Bloomberg Businessweek (North America)
An Oregon court will decide if a bakery can have its wedding cake and not sell it, too
▶ Christian bakers in Oregon want out of same-sex weddings ▶ “We’ve seen all this before with respect to other … discrimination”
In January 2013, Rachel Bowman-cryer and her mother visited the Gresham, Ore., bakery Sweet Cakes by Melissa to do a taste test for her wedding. According to court records, things turned tense after Sweet Cakes coowner Aaron Klein asked for the names of the bride and groom. Bowman-cryer told him there would be two brides. Klein responded that he and his wife, Melissa, wouldn’t bake a cake for a same-sex wedding. Bowman-cryer and her mother walked out. While Bowman-Cryer wept in the car, her mother went back to try to change Klein’s mind. He held fast and quoted a line from Leviticus calling homosexuality an abomination. That night, Bowman-Cryer’s fiancée filed a complaint with the Oregon Department of Justice.

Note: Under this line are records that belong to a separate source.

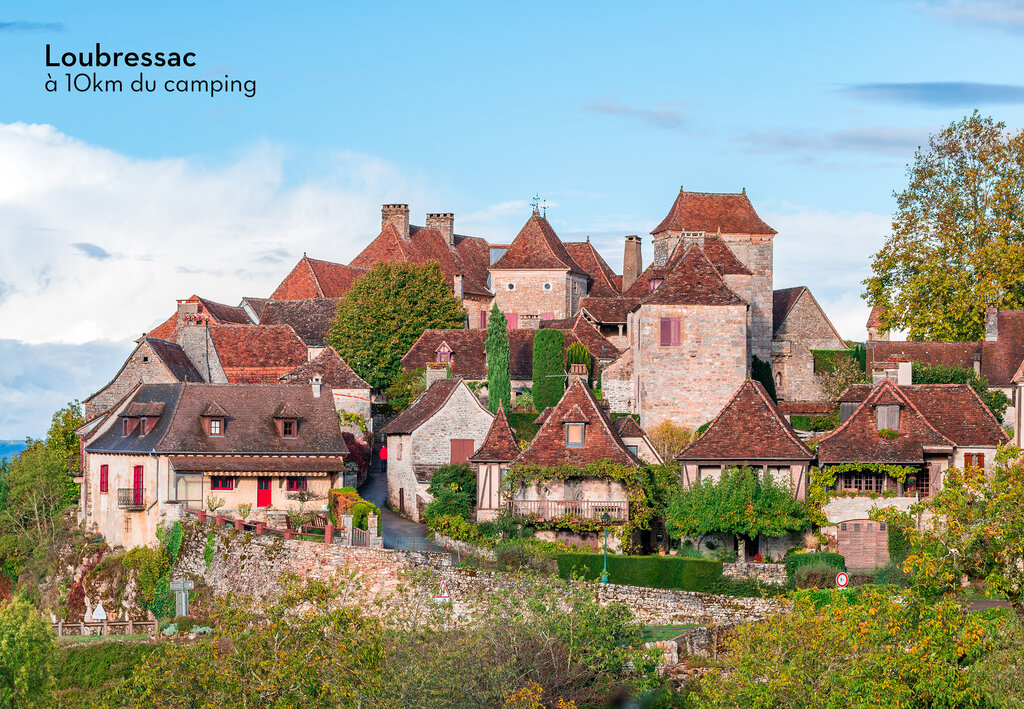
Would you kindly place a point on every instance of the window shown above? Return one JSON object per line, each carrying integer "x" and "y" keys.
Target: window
{"x": 576, "y": 434}
{"x": 671, "y": 332}
{"x": 887, "y": 417}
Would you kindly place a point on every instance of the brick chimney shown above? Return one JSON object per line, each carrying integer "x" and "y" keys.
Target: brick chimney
{"x": 396, "y": 214}
{"x": 991, "y": 324}
{"x": 632, "y": 261}
{"x": 443, "y": 222}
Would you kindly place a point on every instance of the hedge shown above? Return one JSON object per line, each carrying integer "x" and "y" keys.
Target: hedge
{"x": 795, "y": 561}
{"x": 651, "y": 572}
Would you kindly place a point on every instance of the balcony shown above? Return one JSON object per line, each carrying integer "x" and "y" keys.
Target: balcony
{"x": 131, "y": 498}
{"x": 619, "y": 510}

The state determined in 2015 that the Kleins had violated Oregon’s antidiscrimination laws and ordered them to pay $135,000 in damages
to the Bowman-cryers, who got a cake from another bakery for their wedding. The Kleins are appealing, arguing that they had a First Amendment right to refuse the couple a wedding cake. The couple, who closed the Sweet Cakes shop in 2013 and now sell their goods online, say they’re happy to sell cookies or cupcakes to gay customers. “Aaron and Melissa saw their bakery as their Christian ministry to the community,” says Ken Klukowski, senior counsel at the Texas-based First Liberty Institute, a legal advocacy group representing the Kleins. “To bake a cake celebrating a same-sex marriage would force them to engage in speech they disagree with.”

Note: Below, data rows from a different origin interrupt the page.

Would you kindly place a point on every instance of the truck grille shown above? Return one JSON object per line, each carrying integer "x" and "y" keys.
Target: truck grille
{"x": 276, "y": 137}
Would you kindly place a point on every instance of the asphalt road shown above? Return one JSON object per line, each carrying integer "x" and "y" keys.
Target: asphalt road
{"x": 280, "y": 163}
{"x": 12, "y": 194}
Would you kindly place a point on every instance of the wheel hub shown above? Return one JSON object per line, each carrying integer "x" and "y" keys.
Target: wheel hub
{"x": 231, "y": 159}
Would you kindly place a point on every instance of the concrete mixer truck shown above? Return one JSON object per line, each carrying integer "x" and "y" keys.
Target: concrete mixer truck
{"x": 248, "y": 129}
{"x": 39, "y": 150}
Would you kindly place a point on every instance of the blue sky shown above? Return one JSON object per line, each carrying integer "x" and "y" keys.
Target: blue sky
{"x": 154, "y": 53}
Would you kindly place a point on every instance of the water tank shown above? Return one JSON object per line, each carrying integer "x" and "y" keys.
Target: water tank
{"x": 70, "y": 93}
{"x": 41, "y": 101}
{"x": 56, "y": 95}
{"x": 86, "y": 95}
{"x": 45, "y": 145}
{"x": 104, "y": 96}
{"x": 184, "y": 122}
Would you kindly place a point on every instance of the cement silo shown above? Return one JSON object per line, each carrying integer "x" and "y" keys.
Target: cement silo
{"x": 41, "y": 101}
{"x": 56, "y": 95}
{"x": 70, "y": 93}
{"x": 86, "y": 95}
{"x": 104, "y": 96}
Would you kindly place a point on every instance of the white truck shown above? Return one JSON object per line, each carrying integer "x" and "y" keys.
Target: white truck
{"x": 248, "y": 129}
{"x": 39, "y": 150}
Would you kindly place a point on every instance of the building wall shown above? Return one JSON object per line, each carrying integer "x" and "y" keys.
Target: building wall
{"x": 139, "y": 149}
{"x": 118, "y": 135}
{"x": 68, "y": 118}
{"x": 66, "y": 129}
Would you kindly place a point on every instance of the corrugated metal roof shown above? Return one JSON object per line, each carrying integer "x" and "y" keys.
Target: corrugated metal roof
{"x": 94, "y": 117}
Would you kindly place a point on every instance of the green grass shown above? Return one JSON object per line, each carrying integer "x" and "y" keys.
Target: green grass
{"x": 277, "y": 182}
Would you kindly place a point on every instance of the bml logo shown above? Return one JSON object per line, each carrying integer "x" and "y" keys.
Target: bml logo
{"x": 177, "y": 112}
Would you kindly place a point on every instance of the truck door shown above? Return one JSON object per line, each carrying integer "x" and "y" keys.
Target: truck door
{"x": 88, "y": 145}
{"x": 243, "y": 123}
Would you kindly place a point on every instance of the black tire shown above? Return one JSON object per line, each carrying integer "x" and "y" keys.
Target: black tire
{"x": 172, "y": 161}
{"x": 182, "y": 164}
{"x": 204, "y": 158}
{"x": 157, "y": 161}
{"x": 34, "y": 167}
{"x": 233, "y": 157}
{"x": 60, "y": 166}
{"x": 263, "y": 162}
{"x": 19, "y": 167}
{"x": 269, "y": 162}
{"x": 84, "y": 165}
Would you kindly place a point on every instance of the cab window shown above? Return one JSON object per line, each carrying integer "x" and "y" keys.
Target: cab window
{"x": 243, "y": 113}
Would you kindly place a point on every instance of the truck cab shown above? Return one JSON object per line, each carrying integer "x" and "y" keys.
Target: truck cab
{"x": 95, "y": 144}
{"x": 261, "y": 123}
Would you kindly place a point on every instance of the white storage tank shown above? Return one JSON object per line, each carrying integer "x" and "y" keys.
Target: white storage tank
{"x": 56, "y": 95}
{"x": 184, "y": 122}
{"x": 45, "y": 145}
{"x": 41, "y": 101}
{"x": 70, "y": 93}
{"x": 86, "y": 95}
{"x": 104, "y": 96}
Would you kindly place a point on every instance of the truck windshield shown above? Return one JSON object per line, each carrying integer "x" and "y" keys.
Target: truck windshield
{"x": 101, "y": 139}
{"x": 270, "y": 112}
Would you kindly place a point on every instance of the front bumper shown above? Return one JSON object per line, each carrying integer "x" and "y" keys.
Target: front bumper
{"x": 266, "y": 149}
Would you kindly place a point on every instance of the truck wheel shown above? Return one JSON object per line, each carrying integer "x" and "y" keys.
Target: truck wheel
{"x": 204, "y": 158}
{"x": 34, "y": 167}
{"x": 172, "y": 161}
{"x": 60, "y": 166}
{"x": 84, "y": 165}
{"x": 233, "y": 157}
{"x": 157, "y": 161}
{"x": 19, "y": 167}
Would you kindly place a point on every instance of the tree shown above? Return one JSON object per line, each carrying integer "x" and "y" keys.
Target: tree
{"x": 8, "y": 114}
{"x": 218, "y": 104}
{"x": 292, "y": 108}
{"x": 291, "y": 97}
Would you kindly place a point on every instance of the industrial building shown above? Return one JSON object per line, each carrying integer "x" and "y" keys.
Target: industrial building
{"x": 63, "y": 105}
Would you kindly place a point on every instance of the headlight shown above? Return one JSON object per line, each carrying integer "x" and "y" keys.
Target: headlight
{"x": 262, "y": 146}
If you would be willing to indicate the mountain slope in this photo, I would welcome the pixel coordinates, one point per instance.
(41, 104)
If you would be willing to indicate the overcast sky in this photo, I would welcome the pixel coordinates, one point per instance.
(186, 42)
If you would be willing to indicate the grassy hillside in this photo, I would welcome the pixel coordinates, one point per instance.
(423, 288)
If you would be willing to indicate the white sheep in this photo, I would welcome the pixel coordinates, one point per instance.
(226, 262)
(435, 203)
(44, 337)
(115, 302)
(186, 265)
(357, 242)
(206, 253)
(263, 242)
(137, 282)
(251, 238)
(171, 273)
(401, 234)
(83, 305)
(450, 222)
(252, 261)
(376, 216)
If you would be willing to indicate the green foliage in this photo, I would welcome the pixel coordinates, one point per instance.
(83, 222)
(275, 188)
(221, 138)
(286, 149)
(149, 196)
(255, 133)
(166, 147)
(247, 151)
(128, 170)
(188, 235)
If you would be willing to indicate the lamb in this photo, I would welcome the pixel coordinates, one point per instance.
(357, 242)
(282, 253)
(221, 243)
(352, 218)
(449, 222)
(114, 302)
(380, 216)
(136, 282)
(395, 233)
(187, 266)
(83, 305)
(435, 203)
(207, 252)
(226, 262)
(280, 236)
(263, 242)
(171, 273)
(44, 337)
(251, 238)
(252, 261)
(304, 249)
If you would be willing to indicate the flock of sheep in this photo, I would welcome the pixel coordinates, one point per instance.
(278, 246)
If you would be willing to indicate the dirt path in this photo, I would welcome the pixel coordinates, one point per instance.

The case is one of several nationally involving religious business owners who claim states that prohibit discrimination on the basis of sexual orientation or gender identity are infringing on their First Amendment rights. The Oregon attorney general’s office, which declined to comment, is due to submit a brief defending the $135,000 judgment by June 13. In his finding against the Kleins, the administrative law judge who reviewed the case in April 2015 said refusing wedding cakes to gay customers was discriminatory behavior. He cited the U.S. Supreme Court’s 2003 ruling that sodomy laws banning gay sex acts violated the constitutional rights of gay people.
The Kleins claim the sodomy precedent doesn’t apply to their case because weddings are not as “inextricably intertwined with gay identity” as sex is. Just as Oregon law doesn’t require feminist photographers to take pictures at frat houses, it shouldn’t single out Christian bakers, the Kleins argue in their appellate brief. Doing so “sends a clear message that their identity as religious people is not worthy of state recognition and that they cannot operate a business in Oregon unless they facilitate same-sex weddings.”

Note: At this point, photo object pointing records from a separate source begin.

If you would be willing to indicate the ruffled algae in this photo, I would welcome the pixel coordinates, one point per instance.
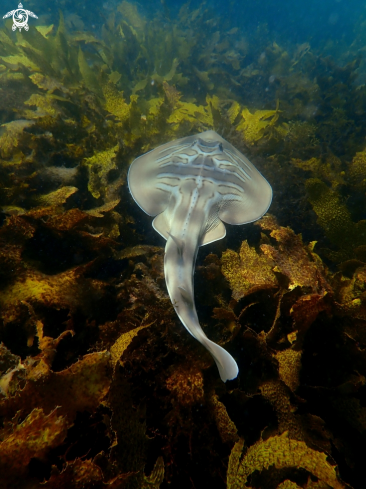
(99, 387)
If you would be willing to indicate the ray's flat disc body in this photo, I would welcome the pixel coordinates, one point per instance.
(193, 185)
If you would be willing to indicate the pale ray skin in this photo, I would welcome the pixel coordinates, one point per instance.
(193, 185)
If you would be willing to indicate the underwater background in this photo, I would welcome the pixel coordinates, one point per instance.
(100, 384)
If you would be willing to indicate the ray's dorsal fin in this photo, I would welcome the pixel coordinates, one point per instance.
(179, 244)
(161, 225)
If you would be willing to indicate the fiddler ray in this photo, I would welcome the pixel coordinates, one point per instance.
(193, 185)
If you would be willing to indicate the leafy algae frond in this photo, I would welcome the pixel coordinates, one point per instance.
(281, 452)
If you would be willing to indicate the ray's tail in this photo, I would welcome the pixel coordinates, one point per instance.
(179, 261)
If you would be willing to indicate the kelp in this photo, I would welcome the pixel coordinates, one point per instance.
(100, 386)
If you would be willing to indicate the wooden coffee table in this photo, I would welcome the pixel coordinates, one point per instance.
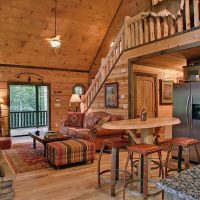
(45, 141)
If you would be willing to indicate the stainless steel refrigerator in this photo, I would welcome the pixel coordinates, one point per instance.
(186, 107)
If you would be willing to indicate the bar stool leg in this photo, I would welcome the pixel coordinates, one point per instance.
(167, 159)
(161, 170)
(197, 151)
(187, 157)
(113, 171)
(99, 166)
(125, 174)
(145, 180)
(161, 164)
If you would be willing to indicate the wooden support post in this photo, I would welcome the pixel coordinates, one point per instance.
(187, 14)
(152, 29)
(127, 32)
(196, 12)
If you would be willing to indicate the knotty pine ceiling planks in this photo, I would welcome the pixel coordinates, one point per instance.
(82, 24)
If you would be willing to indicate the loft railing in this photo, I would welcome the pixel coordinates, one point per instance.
(140, 30)
(28, 119)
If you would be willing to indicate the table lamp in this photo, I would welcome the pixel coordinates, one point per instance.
(1, 118)
(75, 99)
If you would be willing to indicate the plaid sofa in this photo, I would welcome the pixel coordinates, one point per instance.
(70, 151)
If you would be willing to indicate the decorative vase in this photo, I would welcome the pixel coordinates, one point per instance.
(143, 115)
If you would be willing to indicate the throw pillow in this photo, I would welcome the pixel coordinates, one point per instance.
(74, 119)
(93, 130)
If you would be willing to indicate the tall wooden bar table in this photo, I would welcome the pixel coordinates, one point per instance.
(146, 127)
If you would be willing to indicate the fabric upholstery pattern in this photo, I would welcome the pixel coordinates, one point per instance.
(93, 131)
(74, 119)
(92, 118)
(70, 151)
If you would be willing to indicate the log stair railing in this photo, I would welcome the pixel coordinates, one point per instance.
(140, 30)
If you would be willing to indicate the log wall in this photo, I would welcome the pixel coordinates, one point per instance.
(120, 75)
(59, 81)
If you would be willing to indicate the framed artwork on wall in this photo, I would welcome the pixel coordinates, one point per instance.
(166, 92)
(111, 95)
(78, 89)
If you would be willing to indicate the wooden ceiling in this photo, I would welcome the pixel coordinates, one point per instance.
(25, 24)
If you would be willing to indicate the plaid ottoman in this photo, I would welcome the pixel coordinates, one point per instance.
(70, 151)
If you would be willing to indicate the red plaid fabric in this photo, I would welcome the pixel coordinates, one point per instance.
(70, 151)
(74, 119)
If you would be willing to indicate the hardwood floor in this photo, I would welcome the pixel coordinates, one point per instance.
(75, 183)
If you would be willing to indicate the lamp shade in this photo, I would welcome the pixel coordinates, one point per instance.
(1, 100)
(75, 99)
(55, 43)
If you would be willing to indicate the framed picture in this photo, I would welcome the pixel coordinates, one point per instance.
(166, 92)
(78, 89)
(180, 80)
(111, 95)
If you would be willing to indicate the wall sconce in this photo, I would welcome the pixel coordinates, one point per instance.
(76, 100)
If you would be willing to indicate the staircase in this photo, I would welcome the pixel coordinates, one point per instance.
(143, 29)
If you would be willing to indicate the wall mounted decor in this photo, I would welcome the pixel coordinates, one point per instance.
(166, 92)
(30, 77)
(78, 89)
(111, 95)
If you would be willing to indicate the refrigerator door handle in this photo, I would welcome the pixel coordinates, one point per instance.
(187, 113)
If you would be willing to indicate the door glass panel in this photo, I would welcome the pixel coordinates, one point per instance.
(28, 109)
(196, 111)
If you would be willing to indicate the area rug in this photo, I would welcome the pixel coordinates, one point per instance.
(23, 158)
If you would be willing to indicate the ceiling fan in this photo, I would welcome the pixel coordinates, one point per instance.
(55, 41)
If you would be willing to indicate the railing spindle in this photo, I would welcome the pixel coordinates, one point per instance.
(196, 12)
(141, 32)
(166, 27)
(146, 30)
(187, 14)
(152, 29)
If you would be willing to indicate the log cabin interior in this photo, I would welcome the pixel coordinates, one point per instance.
(87, 86)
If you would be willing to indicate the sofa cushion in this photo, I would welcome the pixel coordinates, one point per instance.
(78, 133)
(70, 151)
(74, 119)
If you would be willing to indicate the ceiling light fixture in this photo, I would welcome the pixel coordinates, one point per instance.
(55, 41)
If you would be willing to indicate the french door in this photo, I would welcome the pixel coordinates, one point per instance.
(29, 108)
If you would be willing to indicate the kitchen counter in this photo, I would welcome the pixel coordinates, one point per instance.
(186, 185)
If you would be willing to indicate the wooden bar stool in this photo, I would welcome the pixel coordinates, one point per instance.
(183, 143)
(144, 150)
(114, 145)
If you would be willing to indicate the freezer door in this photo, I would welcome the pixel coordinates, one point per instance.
(181, 107)
(195, 115)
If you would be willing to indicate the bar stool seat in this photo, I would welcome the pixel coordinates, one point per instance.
(144, 150)
(183, 143)
(114, 144)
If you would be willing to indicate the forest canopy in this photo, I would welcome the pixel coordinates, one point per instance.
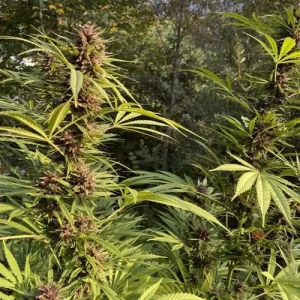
(149, 149)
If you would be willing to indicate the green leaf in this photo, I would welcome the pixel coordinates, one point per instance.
(174, 202)
(287, 46)
(76, 81)
(6, 297)
(263, 196)
(180, 296)
(7, 274)
(148, 293)
(294, 56)
(12, 263)
(21, 133)
(29, 123)
(280, 200)
(57, 116)
(6, 284)
(245, 182)
(232, 167)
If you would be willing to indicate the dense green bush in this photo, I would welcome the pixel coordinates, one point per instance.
(73, 228)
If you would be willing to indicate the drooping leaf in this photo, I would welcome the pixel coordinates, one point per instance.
(57, 116)
(12, 262)
(287, 46)
(263, 195)
(179, 296)
(232, 167)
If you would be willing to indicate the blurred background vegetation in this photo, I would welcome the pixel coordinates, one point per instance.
(161, 40)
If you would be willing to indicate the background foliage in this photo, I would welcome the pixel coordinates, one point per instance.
(72, 134)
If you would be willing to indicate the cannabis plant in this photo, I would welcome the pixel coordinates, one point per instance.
(67, 226)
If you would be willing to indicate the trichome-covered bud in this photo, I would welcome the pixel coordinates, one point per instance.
(82, 180)
(71, 141)
(96, 253)
(84, 224)
(49, 183)
(66, 232)
(48, 292)
(91, 48)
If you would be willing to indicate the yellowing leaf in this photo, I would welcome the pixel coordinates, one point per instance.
(287, 46)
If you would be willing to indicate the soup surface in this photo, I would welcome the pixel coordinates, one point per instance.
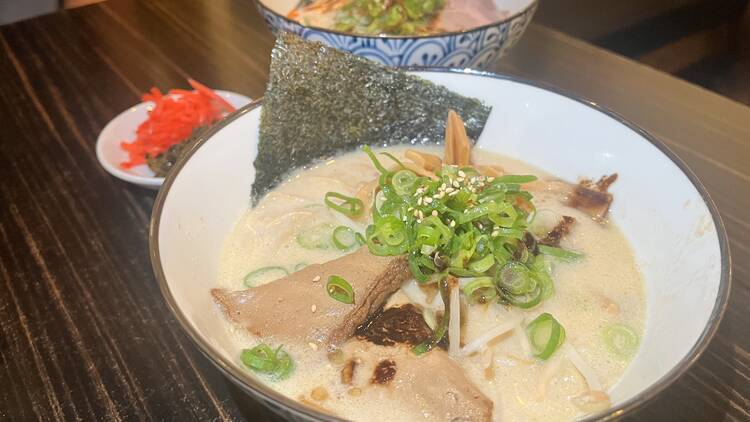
(592, 295)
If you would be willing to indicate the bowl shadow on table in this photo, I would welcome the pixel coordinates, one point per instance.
(249, 407)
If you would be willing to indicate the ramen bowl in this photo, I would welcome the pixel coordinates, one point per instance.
(475, 48)
(660, 206)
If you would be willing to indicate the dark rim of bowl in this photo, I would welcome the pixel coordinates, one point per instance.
(260, 390)
(528, 9)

Similar arguments were made, without success, in 2013 by the New Mexico wedding vendor Elane Photography, which refused to photograph a same-sex wedding. The state’s Supreme Court ruled the First Amendment’s protections for religion and speech don’t give companies that offer services to the general public license to discriminate. The U.S. Supreme Court declined to hear Elane Photography’s appeal.
“We’ve seen all this before with respect to other kinds of discrimination,” says Jennifer Pizer, senior counsel for the LGBT nonprofit Lambda Legal. In 1968, four years after President Lyndon Johnson signed the Civil Rights Act, the Supreme Court ruled unanimously against a South Carolina barbecue owner who claimed that requiring him to let black customers sit in his restaurant, rather than only letting them buy takeout, interfered with his First Amendment rights.
The Kleins’ lawyers say such cases shouldn’t be conflated with theirs. “The supreme law of the land now guarantees racial equality, just as it guarantees religious liberty,” says Klukowski. “The Constitution says nothing about sexual orientation.”
The bottom line An Oregon case reopens the question of whether private business owners can refuse to provide services for same-sex weddings.